Here are few ways to learn more about your communications and improve:
- Conduct employee or customer surveys to understand communication preferences, pain points, and needs
- Run recurring polls in Slack and MS Teams
- Analyze metrics like email volume, meeting frequency, response times, unsubscribe rates
- Track engagement data on communication channels like intranet sites, social media, newsletters to see what content resonates most with your employees
- Analyze social media engagement metrics (comments, likes, subscriptions, direct messages)
Important: never access and gather actual contents of messages, as it is highly unethical and might be illegal.
6. Create Communication and Brand Voice Guidelines
This advice has most to do with external communications.
In most scenarios, the only people who would be talking to clients are the front line of your company such as marketing professionals, support operators, public speakers. These people are usually trained to convey communication in a certain manner or have ready-to-go scripts.
But that doesn’t mean everyone else should be shy about learning your company brand voice and uisng this knowledge in their communication. Common examples include when company experts present technical capabilities of your product to potential customers or communication in trade shows and industry hubs.
For that reason, it’s a great idea to establish brand guidelines for both internal and external communications and make sure every person in your company at least has access to these guidelines. Those guidelines can also be shared during onboarding and with interns.

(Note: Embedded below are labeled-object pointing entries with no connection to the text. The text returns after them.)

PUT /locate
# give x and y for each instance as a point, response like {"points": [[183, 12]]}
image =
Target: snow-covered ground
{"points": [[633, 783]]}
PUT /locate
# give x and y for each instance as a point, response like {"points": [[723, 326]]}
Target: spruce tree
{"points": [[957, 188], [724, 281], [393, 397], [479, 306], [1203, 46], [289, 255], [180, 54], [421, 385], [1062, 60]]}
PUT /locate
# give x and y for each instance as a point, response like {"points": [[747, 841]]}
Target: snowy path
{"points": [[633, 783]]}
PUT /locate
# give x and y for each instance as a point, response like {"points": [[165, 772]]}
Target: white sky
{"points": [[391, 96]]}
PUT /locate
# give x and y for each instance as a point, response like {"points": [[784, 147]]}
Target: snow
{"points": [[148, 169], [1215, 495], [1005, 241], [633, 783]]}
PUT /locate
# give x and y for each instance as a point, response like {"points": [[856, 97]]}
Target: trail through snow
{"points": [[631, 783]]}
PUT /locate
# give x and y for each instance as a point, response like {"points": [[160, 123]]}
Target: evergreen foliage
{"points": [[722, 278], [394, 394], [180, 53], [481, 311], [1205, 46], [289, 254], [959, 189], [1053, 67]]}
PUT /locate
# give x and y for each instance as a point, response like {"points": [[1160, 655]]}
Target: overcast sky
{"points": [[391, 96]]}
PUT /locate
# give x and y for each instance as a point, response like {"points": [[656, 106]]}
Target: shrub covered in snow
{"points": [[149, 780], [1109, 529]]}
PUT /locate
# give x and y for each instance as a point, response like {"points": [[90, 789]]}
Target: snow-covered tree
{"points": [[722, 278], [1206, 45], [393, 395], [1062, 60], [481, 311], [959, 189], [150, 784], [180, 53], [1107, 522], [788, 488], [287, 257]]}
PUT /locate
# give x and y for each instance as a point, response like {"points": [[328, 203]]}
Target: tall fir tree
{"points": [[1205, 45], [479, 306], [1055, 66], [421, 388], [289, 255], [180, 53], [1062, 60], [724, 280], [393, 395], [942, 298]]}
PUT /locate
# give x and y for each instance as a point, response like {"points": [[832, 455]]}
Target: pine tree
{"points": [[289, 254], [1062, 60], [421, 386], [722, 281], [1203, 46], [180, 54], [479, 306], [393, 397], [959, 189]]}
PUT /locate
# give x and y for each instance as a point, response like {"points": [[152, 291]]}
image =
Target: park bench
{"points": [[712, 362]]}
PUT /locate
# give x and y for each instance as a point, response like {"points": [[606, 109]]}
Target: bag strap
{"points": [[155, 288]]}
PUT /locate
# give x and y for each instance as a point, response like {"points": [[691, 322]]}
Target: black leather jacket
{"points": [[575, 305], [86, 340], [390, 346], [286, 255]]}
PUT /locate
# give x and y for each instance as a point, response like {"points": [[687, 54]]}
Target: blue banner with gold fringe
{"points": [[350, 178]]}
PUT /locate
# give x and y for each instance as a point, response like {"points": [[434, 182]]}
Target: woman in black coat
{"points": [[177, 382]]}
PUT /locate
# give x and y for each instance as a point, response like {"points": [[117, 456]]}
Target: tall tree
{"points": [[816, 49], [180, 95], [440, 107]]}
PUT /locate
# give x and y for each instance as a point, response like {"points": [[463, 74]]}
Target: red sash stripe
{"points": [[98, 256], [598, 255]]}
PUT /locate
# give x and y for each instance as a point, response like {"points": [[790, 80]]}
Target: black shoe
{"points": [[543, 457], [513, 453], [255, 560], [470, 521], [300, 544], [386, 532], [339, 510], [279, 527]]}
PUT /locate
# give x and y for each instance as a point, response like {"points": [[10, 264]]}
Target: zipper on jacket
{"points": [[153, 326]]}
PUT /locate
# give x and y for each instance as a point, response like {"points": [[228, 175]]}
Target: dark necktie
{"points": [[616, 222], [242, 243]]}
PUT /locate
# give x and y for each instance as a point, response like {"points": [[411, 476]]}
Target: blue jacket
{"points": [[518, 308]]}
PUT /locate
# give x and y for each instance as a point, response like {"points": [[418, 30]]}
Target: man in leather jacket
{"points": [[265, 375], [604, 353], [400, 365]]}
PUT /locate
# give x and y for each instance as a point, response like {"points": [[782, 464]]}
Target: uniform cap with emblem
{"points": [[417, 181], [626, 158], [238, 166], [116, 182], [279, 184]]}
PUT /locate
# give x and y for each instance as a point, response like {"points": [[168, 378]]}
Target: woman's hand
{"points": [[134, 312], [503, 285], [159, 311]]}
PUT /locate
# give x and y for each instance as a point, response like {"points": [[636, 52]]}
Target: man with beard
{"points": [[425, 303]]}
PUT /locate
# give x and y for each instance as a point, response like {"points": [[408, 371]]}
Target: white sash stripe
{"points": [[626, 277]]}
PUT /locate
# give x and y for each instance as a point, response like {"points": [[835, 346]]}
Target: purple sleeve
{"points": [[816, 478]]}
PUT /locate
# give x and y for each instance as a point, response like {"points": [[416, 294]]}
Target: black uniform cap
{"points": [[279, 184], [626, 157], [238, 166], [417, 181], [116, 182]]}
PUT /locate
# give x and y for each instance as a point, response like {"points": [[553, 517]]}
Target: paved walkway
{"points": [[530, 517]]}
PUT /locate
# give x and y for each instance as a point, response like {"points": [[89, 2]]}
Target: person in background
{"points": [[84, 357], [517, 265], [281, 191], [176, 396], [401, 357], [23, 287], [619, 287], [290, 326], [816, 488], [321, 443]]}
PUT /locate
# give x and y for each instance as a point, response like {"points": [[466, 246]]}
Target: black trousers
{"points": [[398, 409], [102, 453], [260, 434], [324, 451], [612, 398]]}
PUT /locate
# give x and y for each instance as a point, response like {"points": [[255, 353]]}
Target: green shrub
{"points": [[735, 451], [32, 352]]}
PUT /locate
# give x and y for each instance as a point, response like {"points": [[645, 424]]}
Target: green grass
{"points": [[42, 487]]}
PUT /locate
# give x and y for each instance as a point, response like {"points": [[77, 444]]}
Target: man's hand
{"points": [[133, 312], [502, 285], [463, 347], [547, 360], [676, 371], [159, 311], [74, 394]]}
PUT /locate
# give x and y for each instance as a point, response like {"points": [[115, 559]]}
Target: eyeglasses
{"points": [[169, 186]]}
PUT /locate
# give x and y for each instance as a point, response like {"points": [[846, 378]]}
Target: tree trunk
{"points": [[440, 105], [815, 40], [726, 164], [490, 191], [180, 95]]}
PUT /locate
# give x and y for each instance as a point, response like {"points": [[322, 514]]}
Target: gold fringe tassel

Here is what your company communication guidelines can include:
- Preferable company tone and style during external communications
- Contacts of company spokespeople to help or take over during external communications
- Examples of stop words, conflict resolution scenarios, and de-escalation protocols in communication
- Schedule of (optional) monthly of yearly seminars on company communication policies
7. Use The Power of Storytelling
Storytelling has always been one of the most powerful ways of sharing information as we’re programmed as people to remember and exchange information better when it comes in the form of stories.
What we can do to improve communication strategy is to inject storytelling aspects in as many communication scenarios as possible.
Engineers and developers can learn storytelling techniques to better present progress on their tasks and exchange crucial development information.
Marketers can use storytelling techniques to hook customers and create memorable, user-driven stories that also promote your products or services your company offers.
Managers can learn storytelling to motivate subordinates and conduct more efficient meetings, such as one-on-one sessions with employees.